Regarding the use of KmerResistance and its read mapper, KMA, for predicting antimicrobial susceptibility, several advantages of it over SRST2 have been shown as follows comparing to phenotypic susceptibility3, 5.

  • Lower false-positive rate;
  • Higher accuracy;
  • Less sensitivity of results to reduced read depths;
  • Less requirement for computational resources.

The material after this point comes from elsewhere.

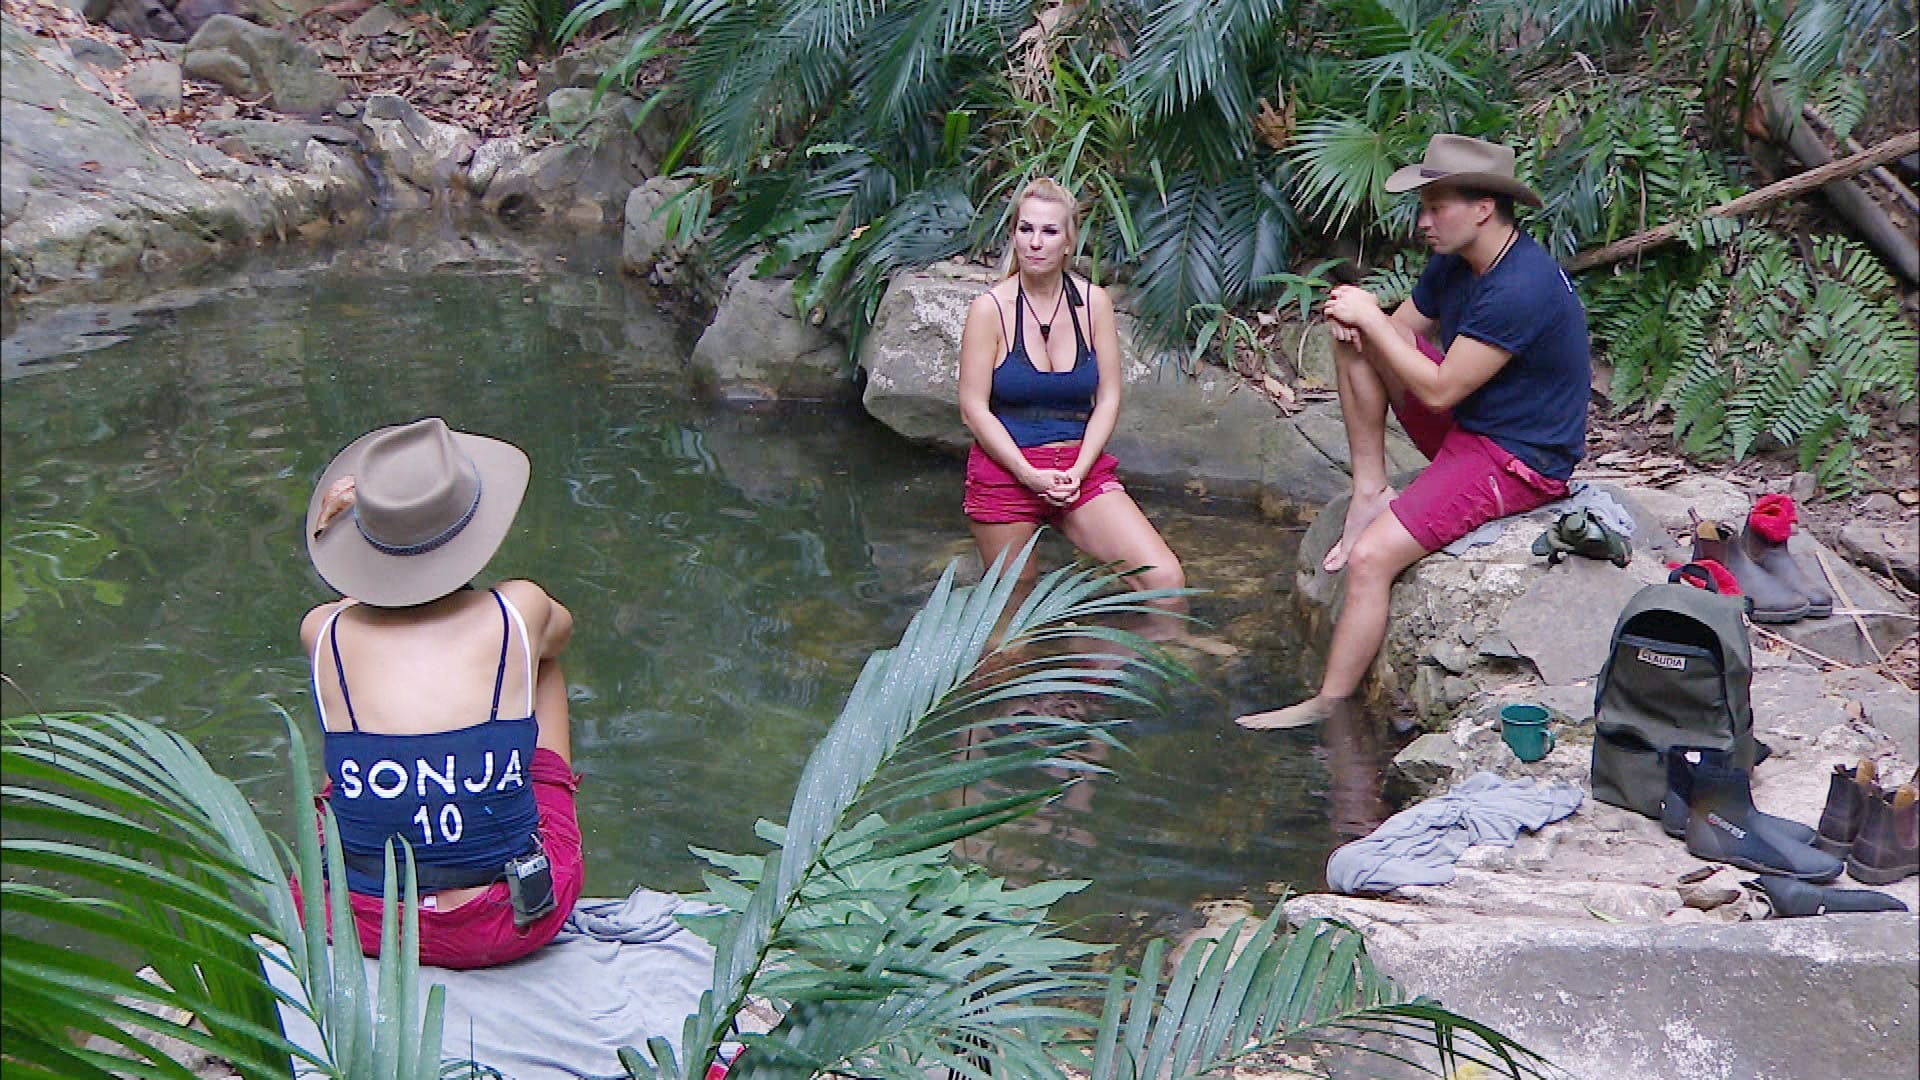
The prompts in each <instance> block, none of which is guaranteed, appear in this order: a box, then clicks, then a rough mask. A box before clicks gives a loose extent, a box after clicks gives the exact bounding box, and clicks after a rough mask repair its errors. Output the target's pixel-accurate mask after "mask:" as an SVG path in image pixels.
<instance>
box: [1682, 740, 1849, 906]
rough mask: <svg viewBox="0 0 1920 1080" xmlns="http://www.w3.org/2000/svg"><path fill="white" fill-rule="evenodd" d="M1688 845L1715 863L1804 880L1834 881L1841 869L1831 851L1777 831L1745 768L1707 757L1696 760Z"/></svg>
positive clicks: (1688, 839)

Nevertheless, I would argue that the phenotypic susceptibility test is the gold standard only for benchmarking software that detects functional antimicrobial resistance determinants, and high-quality finished-grade genome assemblies are probably the gold standard for nucleotide-level sequence detections. Since SRST2 aims at the presence of target nucleotide sequences rather than intact coding sequences, it is either unfair or misleading to compare its results to phenotypic profiles such as those obtained from phenotypic susceptibility tests. To conclude, although it is worthwhile cross validating results from different tools, I believe that using SRST2, ARIBA, or KmerResistance for detecting nucleotide sequences does not make a substantial difference.

## References
  1. Inouye, M., Dashnow, H., Raven, L-A., Schultz, M., Pope, B., Tomita, T., … Holt, K. (2014). SRST2: Rapid genomic surveillance for public health and hospital microbiology labs. Genome Medicine, 6(11), 90. Retrieved from
  2. Hunt, M., Mather, A. E., Sánchez-Busó, L., Page, A. J., Parkhill, J., Keane, J. A., & Harris, S. R. (2017). ARIBA: rapid antimicrobial resistance genotyping directly from sequencing reads. Microbial Genomics, 3(10). Retrieved from
  3. Clausen, P. T. L. C., Zankari, E., Aarestrup, F. M., & Lund, O. (2016). Benchmarking of methods for identification of antimicrobial resistance genes in bacterial whole genome data. Journal of Antimicrobial Chemotherapy, 71(9), 2484–2488.
  4. Li, W., & Godzik, A. (2006). Cd-hit: a fast program for clustering and comparing large sets of protein or nucleotide sequences. BIOINFORMATICS, 22(13), 1658–1659.
  5. Clausen, P. T. L. C., Aarestrup, F. M., & Lund, O. (2018). Rapid and precise alignment of raw reads against redundant databases with KMA. BMC Bioinformatics, 19(1), 307.